LAS VICTORIAS DE LA EXTREMA DERECHA SE ALIMENTAN DEL RENCOR

ELVIRA LINDO

El País

 

 

Leo los análisis sobre las recurrentes victorias de líderes ultraderechistas y percibo que hay algo que me falta para entender un fenómeno que, dejando a un lado las particularidades locales, se alimenta de un sentimiento común: el rencor. Observo estadísticas, porcentajes, y encuentro que hace tiempo que nos damos de bruces con una cuestión de difícil respuesta: ¿cómo se alimenta el odio que lleva a lanzar a unos seres humanos contra otros? Recuerdo los meses previos a la victoria de Trump. De pronto, los medios comenzaron a experimentar interés por esas zonas de industria en decadencia poco frecuentadas por unos políticos que no las consideraban clave para su estrategia. Los periódicos comenzaron a desembarcar en esas áreas de exclusión como si visitaran un país extranjero. Lo era. Finiquitado el periodismo local, dejados de la mano de Dios, sus habitantes sobrevivían alimentando de furia su desamparo. No fue este, como ya estamos viendo, un hecho aislado. La historia se repite. Y a los que debíamos haber advertido el germen del odio, este cambio de rumbo nos pilló con el paso cambiado.

 

¿Cómo es la clase trabajadora hoy? Tal vez sea esa la pregunta crucial y no sabemos responderla. En una entrevista reciente concedida a este periódico, Noam Chomsky arrojaba algo de luz: “Mi familia era de clase trabajadora, estaba en paro, no tenía educación; era un tiempo mucho peor que ahora, pero había un sentimiento de que todos estábamos juntos en ello. Ahora vivimos la sensación de que estamos solos, de que no tenemos nada que hacer”. Resumiendo al lingüista: la exclusión es, sobre todo, un presente sin esperanza. Y es desesperanza lo que se ha instalado en esa parte de la población que no conocemos bien: nos pilla a trasmano, o bien porque está lejos de lo urbano, o bien porque se invisibiliza en barrios periféricos. ¿Cómo acercarse a lo que allí pasa sin escribir cargado de ideas preconcebidas o despertar recelo? Es posible que solo la literatura testimonial, que genera tanto interés como desconfianza, pueda ofrecernos una verdad de primera mano. Así lo hizo el joven Édouard Louis en Francia con su impactante Para acabar con Eddy Bellegueule, en donde cuenta su infancia en Picardía, una provincia del norte en donde el 60% de la población vota al Frente Nacional. El niño que no podía reprimir su afeminamiento no tiene hoy obligación alguna de embellecer aquel pasado en un entorno violento, racista y pobre. Hay quien recela de este género por considerarlo exhibicionista, pero en estos momentos no hay otra manera de penetrar en ambientes en los que el desprecio al otro se cronifica.

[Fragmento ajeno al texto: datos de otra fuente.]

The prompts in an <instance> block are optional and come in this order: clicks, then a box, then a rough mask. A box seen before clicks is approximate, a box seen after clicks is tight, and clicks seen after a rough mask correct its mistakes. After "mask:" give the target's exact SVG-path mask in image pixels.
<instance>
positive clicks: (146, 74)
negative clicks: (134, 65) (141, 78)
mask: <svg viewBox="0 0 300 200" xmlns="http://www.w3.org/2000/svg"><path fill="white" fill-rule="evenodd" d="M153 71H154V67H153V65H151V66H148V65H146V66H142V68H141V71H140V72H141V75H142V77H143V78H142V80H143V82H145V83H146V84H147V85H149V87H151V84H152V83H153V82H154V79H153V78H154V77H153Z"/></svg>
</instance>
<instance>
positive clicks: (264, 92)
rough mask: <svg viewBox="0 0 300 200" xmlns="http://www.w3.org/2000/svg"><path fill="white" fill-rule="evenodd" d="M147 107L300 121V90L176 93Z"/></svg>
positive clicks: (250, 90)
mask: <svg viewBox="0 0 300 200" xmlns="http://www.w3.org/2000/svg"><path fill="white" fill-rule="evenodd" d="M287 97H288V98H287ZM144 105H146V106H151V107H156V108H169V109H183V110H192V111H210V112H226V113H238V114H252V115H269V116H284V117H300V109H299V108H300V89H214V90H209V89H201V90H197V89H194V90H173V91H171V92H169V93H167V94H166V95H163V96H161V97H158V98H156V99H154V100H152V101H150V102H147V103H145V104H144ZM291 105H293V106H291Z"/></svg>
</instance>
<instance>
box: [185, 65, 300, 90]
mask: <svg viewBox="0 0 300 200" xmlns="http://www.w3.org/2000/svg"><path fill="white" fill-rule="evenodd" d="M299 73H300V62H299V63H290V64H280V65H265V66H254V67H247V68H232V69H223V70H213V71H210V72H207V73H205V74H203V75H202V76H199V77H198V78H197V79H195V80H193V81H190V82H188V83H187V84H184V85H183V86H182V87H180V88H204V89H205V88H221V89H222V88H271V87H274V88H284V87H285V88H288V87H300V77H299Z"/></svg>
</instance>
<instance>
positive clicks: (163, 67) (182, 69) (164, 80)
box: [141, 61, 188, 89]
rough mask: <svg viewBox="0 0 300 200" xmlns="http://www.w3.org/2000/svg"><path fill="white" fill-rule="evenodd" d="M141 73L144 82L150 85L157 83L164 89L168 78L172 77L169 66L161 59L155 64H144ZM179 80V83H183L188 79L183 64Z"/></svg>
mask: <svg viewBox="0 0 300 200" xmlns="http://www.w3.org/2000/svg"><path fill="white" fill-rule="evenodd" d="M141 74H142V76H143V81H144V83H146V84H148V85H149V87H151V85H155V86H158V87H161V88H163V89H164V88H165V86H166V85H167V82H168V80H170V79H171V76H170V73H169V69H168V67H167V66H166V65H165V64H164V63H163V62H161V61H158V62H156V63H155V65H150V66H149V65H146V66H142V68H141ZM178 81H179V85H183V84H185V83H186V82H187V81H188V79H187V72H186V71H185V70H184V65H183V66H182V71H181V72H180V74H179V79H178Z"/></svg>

Édouard narra con crudeza de qué manera afecta a la cultura popular el malvivir dependiendo de limosnas del Estado; en realidad, es lo mismo que abordara Ivan Jablonka en su Laëtitia o el fin de los hombres, realizando un estudio sociológico sobre esas criaturas destinadas a la desgracia desde la cuna.

 

Al joven Édouard sus padres le retiraron durante un tiempo la palabra. Lo tildaron de embustero. Como suele pasar. Los de Tara Westover (Una educación) renegaron de ella. No hay manera de que un escritor testimonial deje a la familia satisfecha, ni a los de su pueblo, ni a los de su clase, ni a los de su religión. Pero nosotros necesitamos que esas voces se hagan oír. Es urgente. Nos guían por un terreno desconocido que ayuda a entender ese desaliento abismal que solo se alivia cargando contra quien se considera inferior o más vulnerable en la escala social.